Venticinque anni: il limite è quello. Appena li compi, non cresci più. Non invecchi più. Resti come sei per tutto il tempo che ti resta. Quanto? Dipende. Non dalla biologia, ma dall’economia. Nel mondo messo in scena da Andrew Niccol in In Time i ricchi hanno a disposizione un capitale di secoli, mentre il display digitale tatuato sull’avambraccio dei poveri indica sempre una disponibilità temporale di poche ore. Tanto che i ricchi, chiusi nei loro lussuosi quartieri-fortilizi, passano il tempo a perdere tempo, mentre i poveri impiegano un’intera giornata di lavoro per guadagnare qualche altra ora di vita.
Il tempo scorre, inarrestabile, in una sorta di perenne countdown inciso sulle braccia di tutti. Quando il countdown termina e il display si azzera, il corpo si disconnette e – tecnicamente – muore. La regola è chiara anche se nascosta: « Molti devono morire perché pochi possano essere immortali ». Il mondo di In Time funziona così: è un paradigma esemplare di darwinismo sociale.
Insieme, è un’illustrazione perfetta del cosiddetto capitalismo immateriale. Non c’è denaro, nel mondo di In Time. È stato sostituito dal tempo. È il tempo il valore. L’unico. Il solo universalmente ambito, desiderato, scambiato, agognato. Un caffè costa 4 minuti, una corsa in autobus 2 ore, una cabrio decappottabile 59 anni. Per pagare, si infila il polso con il display temporale in una sorta di bancomat cronologico che ti preleva il tempo / costo equivalente al valore della merce / servizio che hai acquistato.
Una giornata di lavoro, per gli operai che vivono nei ghetti, ha come salario un’altra giornata di lavoro. Come dire: lavorano per “comprarsi” il tempo / diritto a poter lavorare anche il giorno dopo. I ricchi, invece, possono permettersi di perdere secoli in una sola mano di poker. Loro, il tempo, ce l’hanno: hanno trasformato la forza-lavoro dei poveri in capitale temporale privato. I poveri combattono per non morire, i ricchi sono praticamente immortali ma non sanno più godersi la vita.
Che In Time sia il primo blockbuster marxista della storia di Hollywood? Se andate a curiosare un po ’ in rete, troverete che il film ha parecchi detrattori. Colpiscono, soprattutto, quelli che lo liquidano come una banale versione futurista di Bonnie & Clyde. Sarà. A me pare piuttosto che risponda a un altro progetto: nella prima parte siamo chiamati ad apprendere i meccanismi di funzionamento di quel mondo.
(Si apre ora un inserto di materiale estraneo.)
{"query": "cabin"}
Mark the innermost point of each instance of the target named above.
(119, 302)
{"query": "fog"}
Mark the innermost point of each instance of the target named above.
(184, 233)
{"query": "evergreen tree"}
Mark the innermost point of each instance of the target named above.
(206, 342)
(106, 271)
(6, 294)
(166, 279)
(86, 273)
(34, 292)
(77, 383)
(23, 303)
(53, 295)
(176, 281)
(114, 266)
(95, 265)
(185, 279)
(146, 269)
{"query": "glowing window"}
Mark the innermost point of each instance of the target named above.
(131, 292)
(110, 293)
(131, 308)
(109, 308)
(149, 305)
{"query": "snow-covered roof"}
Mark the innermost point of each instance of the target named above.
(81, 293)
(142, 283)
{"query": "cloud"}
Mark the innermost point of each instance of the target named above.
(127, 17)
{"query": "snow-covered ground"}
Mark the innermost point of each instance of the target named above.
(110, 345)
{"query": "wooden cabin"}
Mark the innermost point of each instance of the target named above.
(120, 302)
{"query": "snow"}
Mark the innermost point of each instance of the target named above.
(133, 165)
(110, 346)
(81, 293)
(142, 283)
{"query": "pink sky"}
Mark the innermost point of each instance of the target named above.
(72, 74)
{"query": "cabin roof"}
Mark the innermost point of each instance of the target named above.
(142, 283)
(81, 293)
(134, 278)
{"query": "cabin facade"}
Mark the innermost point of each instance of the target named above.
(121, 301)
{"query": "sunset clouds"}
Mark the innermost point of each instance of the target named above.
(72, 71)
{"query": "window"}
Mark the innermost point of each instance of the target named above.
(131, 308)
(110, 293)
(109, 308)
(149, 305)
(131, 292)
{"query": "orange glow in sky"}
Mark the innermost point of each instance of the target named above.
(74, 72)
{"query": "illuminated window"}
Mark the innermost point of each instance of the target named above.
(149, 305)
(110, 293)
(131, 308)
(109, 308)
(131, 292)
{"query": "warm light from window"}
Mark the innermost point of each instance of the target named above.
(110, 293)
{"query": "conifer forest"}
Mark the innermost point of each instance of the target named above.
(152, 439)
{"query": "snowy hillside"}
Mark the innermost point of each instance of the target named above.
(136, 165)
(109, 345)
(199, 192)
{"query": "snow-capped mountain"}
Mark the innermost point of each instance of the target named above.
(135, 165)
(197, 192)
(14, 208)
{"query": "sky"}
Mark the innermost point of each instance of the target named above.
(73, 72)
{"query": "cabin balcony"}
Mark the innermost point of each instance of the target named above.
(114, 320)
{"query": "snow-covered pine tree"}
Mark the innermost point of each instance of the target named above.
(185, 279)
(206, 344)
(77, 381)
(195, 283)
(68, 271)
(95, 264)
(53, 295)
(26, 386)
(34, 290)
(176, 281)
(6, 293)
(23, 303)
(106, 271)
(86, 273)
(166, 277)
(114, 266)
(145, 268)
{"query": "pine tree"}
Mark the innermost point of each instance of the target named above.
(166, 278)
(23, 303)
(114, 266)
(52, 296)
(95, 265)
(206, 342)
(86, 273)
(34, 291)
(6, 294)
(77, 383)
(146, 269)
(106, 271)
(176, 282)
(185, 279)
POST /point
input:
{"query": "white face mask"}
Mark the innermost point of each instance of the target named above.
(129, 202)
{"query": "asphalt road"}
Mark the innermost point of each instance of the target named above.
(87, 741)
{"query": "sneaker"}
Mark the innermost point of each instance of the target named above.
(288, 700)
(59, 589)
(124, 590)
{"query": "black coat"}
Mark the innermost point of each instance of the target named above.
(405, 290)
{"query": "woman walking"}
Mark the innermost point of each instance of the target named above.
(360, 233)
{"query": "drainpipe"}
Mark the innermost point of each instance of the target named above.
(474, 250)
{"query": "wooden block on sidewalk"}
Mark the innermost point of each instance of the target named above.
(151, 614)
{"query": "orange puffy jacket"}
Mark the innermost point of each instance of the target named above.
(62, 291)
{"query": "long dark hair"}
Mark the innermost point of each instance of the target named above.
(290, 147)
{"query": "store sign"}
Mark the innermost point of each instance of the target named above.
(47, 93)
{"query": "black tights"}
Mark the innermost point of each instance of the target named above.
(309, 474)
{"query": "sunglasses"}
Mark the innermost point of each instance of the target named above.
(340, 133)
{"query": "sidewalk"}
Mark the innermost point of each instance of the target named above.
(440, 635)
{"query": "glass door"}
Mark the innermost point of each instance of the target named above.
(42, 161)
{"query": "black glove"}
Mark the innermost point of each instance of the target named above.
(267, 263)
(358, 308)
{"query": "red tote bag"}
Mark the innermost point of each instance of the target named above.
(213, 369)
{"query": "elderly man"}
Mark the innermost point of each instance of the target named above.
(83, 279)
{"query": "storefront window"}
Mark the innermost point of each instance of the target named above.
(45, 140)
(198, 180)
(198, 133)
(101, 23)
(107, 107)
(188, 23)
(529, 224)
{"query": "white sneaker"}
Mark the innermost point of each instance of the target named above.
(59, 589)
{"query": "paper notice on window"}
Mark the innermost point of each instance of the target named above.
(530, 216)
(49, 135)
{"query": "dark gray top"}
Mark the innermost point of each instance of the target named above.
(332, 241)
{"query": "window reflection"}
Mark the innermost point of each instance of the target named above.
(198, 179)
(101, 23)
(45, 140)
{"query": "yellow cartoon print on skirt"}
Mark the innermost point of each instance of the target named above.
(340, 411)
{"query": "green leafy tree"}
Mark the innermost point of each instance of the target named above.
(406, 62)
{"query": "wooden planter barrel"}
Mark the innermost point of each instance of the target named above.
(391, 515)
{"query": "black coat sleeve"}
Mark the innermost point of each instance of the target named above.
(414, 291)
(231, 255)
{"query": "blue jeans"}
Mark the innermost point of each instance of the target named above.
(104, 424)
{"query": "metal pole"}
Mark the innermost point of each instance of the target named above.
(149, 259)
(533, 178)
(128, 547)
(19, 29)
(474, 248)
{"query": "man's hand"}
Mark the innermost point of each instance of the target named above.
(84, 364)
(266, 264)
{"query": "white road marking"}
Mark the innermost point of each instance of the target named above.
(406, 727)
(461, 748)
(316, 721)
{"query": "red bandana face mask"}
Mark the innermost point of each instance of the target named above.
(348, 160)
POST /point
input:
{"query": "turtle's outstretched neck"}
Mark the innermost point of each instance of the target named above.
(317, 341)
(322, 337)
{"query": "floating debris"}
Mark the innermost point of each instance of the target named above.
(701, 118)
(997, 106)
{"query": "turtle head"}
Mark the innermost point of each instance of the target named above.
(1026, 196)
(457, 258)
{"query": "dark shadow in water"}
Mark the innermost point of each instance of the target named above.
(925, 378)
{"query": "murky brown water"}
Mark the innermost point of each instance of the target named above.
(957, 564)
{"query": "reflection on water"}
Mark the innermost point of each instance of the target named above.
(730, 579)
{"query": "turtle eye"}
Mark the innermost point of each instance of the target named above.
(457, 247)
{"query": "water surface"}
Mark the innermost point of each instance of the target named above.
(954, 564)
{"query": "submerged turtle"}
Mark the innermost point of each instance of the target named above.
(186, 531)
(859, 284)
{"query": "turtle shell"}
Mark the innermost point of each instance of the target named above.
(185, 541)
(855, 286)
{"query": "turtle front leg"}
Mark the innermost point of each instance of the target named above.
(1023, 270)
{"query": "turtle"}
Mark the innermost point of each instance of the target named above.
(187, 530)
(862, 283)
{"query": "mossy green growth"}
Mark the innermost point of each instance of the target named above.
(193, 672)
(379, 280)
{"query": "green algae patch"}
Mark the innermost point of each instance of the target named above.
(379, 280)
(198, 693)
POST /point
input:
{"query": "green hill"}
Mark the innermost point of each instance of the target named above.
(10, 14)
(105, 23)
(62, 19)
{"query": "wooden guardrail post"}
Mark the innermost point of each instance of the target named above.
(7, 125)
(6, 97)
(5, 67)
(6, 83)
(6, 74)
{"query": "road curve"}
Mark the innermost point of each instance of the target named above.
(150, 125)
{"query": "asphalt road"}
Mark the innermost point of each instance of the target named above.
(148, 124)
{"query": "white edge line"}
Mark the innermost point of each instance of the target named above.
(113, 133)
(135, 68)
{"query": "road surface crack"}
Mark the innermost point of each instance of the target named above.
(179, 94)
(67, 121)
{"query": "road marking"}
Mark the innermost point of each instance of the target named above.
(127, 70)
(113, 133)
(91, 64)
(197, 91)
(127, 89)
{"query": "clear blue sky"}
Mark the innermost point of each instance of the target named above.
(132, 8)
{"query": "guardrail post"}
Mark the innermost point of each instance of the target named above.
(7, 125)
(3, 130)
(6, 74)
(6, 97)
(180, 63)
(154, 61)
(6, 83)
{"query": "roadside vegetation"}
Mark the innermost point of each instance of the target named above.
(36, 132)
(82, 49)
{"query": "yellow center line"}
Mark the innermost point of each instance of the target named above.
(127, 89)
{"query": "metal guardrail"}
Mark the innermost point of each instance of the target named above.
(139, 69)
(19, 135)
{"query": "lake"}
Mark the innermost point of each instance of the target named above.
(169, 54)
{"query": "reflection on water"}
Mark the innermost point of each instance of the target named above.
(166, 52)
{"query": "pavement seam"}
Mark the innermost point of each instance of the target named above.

Poi, da un certo momento – diciamo più o meno da quando il protagonista (Justin Timberlake) capisce come funziona quel mondo e si ribella alle sue regole alleandosi con una bella ereditiera annoiata (Amanda Seyfried) – assistiamo alla ripetizione quasi ossessiva di gesti che sfidano le leggi che abbiamo conosciuto nella prima parte.
Con Justin e Amanda che più che a Bonnie & Clyde assomigliano a una versione cronofila di Robin Hood. Rubano ai ricchi per dare ai poveri (« È rubare se rubi qualcosa che è stato rubato?»). E contrappongono a un mondo dominato da kronos (il tempo misurabile, commerciabile, vendibile e comprabile) l’irruzione disgregante di kairos (il tempo mercuriale del vissuto, il tempo non misurabile della rivelazione …). Dopo Gattaca, S 1 mOne e Lord of War (ma anche dopo sceneggiature epocali come The Truman Show e Terminal), il neozelandese Andrew Niccol conferma con In Time di essere uno dei pochi registi hollywoodiani ancora capaci di creare mondi possibili in cui ritrovare segni tracce impronte e orrori del mondo “vero” in cui ci è dato di vivere. Questa volta lo fa usando l’arma del paradosso.
Dal momento che tutti i personaggi nel film mostrano 25 anni (anche se ne hanno 100 o 200), In Time è un film senza vecchi. Un film dove tutti i personaggi sono forever young. Giovani, carini, molto glamour. Quasi sexy. Qualcuno ha visto in ciò il limite del film e invece è vero l’esatto opposto: In Time svela la ferocia del capitalismo usando i mezzi e i linguaggi con cui in genere il capitalismo mette in atto le proprie pratiche di seduzione e di fascinazione.